IPEC built a penstock along Gunnuk Creek to carry water from an existing water supply dam to the newly-constructed powerhouse, almost a half mile away. It will also provide an additional water supply to the newly revived Gunnuk Creek hatchery. (Photo provided by Jodi Mitchell/IPEC)

A new hydroelectric plant in Kake means the Kupreanof Island village will no longer have to rely solely on diesel generators for its electricity. The multi-million dollar Gunnuk Creek hydro project came online earlier this fall, and its proponents hope it will lower the cost of energy and bring the remote community one step closer to energy independence.

Residents of Kake have been experiencing intermittent power outages this fall as the Gunnuk Creek plant comes online. That’s all part of normal growing pains, says Jodi Mitchell, the CEO and General Manager of the Inside Passage Electric Cooperative, or IPEC. The nonprofit provides electricity to a handful of Southeast Alaska towns.

“When you build a new generation project in a remote village, you don’t just turn it on like you just plug in a new appliance,” Mitchell said. “You have to do a lot of adjustments and tweaking, basically to optimize the hydro output and minimize the diesel output.”

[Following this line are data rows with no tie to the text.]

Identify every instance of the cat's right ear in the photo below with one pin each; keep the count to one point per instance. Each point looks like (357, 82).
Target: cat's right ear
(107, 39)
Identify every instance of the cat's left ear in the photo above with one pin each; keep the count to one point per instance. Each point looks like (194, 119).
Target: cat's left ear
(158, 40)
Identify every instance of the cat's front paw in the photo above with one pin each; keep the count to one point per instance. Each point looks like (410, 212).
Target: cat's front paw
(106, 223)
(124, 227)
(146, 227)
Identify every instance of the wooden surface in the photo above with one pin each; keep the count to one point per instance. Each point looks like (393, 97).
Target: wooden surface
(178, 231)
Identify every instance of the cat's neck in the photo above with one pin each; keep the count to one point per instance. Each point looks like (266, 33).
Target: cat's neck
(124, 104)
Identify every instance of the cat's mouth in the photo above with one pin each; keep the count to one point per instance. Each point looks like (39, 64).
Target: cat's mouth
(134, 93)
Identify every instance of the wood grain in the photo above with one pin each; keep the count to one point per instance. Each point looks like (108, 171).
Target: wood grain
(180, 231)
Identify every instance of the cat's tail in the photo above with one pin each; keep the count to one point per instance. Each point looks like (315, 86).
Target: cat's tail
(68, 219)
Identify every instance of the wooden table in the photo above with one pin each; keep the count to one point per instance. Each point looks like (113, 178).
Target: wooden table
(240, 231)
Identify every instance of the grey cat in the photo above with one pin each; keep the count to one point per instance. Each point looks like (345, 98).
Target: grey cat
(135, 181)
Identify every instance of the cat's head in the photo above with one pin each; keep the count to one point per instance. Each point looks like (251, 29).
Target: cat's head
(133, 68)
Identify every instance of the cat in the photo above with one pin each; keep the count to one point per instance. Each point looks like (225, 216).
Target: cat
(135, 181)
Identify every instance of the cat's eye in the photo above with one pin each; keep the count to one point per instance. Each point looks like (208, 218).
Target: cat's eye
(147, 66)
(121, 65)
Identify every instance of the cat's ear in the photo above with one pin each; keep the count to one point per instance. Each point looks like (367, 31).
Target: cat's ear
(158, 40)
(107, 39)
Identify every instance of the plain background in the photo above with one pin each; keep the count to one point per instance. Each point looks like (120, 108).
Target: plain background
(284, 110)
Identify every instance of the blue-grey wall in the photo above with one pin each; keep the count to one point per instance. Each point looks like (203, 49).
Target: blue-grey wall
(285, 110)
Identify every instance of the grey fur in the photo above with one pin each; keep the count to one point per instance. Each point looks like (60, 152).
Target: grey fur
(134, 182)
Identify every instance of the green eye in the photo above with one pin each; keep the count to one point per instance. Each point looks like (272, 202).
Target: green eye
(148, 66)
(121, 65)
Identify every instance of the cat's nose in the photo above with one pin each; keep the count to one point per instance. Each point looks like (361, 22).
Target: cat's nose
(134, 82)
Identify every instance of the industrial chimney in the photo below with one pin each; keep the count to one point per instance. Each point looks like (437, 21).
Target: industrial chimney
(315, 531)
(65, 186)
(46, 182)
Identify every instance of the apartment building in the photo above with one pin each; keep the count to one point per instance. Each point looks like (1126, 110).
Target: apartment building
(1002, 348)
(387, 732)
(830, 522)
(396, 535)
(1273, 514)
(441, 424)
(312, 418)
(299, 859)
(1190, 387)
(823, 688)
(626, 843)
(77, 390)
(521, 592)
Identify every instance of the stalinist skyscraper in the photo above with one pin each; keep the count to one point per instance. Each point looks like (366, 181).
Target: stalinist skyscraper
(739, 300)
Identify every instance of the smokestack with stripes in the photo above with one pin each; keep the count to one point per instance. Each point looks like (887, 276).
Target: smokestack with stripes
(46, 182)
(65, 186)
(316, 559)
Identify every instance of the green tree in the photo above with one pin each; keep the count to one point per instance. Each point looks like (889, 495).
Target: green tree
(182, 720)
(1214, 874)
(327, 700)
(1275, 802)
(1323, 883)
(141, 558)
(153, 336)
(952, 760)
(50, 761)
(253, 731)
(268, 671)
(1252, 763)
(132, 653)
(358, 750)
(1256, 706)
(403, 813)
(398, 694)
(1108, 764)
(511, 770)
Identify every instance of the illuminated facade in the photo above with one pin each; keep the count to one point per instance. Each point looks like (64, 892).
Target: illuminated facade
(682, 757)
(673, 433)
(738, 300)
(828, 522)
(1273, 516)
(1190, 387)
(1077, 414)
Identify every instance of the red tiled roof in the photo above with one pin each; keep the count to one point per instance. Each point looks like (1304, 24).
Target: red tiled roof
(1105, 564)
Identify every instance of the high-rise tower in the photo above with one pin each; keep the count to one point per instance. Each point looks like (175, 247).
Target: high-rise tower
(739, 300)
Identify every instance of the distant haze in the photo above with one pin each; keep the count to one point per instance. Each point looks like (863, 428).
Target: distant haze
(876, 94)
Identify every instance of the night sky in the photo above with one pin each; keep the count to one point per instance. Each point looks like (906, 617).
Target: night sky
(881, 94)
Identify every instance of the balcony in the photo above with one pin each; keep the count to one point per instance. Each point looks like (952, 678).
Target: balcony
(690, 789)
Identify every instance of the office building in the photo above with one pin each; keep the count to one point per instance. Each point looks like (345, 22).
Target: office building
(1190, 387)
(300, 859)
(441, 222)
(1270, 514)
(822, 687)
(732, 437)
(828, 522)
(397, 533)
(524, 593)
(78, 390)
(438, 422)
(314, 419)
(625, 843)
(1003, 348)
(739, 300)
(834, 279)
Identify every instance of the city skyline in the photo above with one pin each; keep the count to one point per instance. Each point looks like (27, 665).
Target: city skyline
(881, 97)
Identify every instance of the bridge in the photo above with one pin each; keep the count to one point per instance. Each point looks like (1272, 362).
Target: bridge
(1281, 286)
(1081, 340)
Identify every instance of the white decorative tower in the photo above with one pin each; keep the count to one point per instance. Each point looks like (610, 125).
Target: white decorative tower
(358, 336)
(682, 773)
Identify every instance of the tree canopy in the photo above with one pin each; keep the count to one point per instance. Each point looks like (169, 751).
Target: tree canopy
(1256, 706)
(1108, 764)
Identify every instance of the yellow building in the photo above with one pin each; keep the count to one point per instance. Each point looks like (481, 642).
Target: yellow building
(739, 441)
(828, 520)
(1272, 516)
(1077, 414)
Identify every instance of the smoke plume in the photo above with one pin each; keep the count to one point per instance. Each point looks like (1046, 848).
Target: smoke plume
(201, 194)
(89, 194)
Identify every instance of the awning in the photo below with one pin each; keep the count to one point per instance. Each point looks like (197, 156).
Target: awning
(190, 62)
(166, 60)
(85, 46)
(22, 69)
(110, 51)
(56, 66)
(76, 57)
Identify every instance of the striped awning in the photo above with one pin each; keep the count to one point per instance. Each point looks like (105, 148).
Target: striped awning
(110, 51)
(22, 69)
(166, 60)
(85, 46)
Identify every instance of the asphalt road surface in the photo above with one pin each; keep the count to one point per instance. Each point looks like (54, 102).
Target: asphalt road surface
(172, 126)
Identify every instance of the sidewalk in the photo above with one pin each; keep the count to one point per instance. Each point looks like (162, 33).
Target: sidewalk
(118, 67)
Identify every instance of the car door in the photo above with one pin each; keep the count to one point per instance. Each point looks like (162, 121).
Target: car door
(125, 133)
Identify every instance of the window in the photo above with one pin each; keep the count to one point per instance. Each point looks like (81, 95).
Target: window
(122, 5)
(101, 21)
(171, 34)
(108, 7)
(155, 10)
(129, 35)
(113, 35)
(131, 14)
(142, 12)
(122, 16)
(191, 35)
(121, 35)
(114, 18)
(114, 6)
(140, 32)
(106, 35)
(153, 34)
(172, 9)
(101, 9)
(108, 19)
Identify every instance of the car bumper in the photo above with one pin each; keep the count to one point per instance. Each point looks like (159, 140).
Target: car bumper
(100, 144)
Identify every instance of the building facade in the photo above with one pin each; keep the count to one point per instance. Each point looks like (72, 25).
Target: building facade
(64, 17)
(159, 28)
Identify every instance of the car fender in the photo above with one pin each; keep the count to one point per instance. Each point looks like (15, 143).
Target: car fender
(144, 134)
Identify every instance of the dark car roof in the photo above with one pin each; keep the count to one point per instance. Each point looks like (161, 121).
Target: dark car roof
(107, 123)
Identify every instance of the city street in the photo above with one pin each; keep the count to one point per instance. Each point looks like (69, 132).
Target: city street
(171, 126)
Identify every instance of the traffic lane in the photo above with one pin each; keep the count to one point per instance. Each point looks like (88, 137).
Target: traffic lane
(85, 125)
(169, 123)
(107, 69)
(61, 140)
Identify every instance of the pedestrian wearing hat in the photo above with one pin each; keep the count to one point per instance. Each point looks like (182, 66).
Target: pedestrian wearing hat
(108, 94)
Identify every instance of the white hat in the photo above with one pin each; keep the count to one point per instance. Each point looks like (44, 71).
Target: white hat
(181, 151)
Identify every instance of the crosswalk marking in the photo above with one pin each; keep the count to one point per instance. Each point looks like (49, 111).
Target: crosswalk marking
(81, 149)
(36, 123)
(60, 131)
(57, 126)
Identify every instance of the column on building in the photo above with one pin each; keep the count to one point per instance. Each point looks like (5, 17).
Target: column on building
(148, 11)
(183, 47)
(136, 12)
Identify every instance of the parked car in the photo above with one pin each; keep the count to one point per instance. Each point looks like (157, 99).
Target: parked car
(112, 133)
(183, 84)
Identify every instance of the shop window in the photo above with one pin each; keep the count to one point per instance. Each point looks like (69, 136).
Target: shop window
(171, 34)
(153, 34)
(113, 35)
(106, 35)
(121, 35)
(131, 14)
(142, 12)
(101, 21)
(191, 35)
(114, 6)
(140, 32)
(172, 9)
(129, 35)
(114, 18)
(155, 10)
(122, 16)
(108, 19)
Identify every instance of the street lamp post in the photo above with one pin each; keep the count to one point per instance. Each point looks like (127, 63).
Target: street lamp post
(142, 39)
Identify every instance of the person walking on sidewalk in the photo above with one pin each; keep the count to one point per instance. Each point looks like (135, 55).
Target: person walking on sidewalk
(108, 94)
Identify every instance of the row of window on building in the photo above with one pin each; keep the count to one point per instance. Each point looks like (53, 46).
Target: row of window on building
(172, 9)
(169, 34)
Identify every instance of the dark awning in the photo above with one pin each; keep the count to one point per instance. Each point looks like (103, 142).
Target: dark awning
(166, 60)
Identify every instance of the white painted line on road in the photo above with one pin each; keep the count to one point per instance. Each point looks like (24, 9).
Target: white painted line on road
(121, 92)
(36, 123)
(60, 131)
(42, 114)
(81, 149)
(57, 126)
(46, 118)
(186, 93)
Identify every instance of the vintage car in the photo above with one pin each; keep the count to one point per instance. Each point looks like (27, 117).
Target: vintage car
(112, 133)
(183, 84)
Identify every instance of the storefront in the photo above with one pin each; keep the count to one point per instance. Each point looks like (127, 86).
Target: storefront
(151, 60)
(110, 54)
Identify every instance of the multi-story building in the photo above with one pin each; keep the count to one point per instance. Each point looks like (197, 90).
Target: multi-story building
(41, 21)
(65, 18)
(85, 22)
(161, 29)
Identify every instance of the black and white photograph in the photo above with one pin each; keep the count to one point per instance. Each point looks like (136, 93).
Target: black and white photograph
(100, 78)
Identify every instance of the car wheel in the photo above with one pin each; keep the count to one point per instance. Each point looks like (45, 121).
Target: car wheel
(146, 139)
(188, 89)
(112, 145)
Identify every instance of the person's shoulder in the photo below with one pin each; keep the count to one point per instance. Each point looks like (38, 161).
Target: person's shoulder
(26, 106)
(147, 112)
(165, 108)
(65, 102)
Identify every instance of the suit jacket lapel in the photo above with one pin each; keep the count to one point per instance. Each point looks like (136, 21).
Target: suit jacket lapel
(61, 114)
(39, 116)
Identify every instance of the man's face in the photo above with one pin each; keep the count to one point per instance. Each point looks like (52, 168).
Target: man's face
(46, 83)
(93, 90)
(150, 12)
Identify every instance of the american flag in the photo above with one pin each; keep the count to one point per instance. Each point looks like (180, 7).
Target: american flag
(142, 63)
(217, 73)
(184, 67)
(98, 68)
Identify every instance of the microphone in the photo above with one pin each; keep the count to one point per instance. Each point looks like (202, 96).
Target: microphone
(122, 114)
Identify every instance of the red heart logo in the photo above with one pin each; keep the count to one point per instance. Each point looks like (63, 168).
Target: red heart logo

Aside from a small solar project, Kake relies on diesel generators for electricity. Since the Gunnuk Creek hydro project was turned on in September, it’s saved the town 2,500 gallons of diesel fuel. IPEC will still rely on diesel generators during dry times and as a back-up source of electricity. But Mitchell said that at a minimum, the plant will cut diesel consumption in half over time. And hopefully that will translate to a reduction in rates.

“The less fuel we have to consume, that’s the savings that gets passed onto the customer,” she said.

A quest for more affordable energy is at the heart of Kake’s exploration of renewables like solar, biomass heating and now hydro. The cost of living in rural Alaska is high, and residential electricity rates in Kake are more than double the national average.

“We’re paying too much for electricity and heating,” president of Kake’s tribal government, the Organized Village of Kake, Joel Jackson, said. He and other community leaders worked with IPEC during the project’s planning stages. “There’s no silver bullet that will sustain us off the grid. But I think using a couple different things as we move forward, will lessen the cost of living here.”

Whether this new plant will translate to lower rates is complicated for a variety of reasons. For one, IPEC’s rates are based on sales. The more electricity they sell, the lower their rates are, so if enough residents implement energy saving measures like installing LED lighting or energy-efficient appliances, their rates may actually go up. Also, because IPEC serves multiple communities, any savings from the hydro would be distributed throughout the region.

And residential customers benefit from something called power cost equalization, a state subsidy that helps offset the cost of energy. As IPEC’s costs go down, so do the state subsidies. But that program doesn’t include schools, businesses and churches, Mitchell says, so that could translate to lower prices for goods and services.

“The goal there is if we can reduce rates to those entities, they can provide more jobs. It will spur economic development in our communities,” Mitchell said.

IPEC paid for the bulk of the nearly $9 million project with state and federal grant funds. The dam was already in place, built by the Army Corps of Engineers in 2007 to help secure Kake’s water supply. IPEC constructed a penstock and a powerhouse, and Jackson expressed concern about the possible impact of this new construction on the salmon runs in Gunnuk Creek.

An aerial view of the Gunnuk Creek hydro penstock (Photo provided by Jodi Mitchell/IPEC).

“There’s always negative sides to things and of course, you know, it’s a fish stream, so I hope that don’t disturb the fish return in there,” he said.

The Alaska Department of Fish and Game conducted site visits as part of Gunnuk Creek’s permitting process, and their reports show limited-to-no impact on fish runs. Gunnuk Creek also supports a hatchery, and manager Ryan Schuman said the hydro plant will actually help them by providing additional sources of power and clean water.

“We have been working cooperatively with them throughout their project to provide help whenever we can,” he said. “On the other side of the coin, they have helped us with a great many things as we’ve been working to get our project up and online.”

IPEC’s Mitchell said the Gunnuk Creek project initially faced a healthy dose of skepticism in Kake, especially from people who still support a cross-island intertie to Petersburg’s electrical grid. And she says that could still happen in the future, but she doesn’t think the nearly $70 million for the project will be available anytime soon, since state and federal grant funds for renewable energy are harder to come by than in the past.

“I don’t see that there’s anything in the works that’s going to make the intertie project any easier or cheaper at this point,” she said.

Gunnuk Creek is one of around 20 hydro projects across Southeast Alaska.  It’s IPEC’s third hydroelectric project, and there’s a fourth in the works in Angoon.

Erin McKinstry is a Report for America corps member.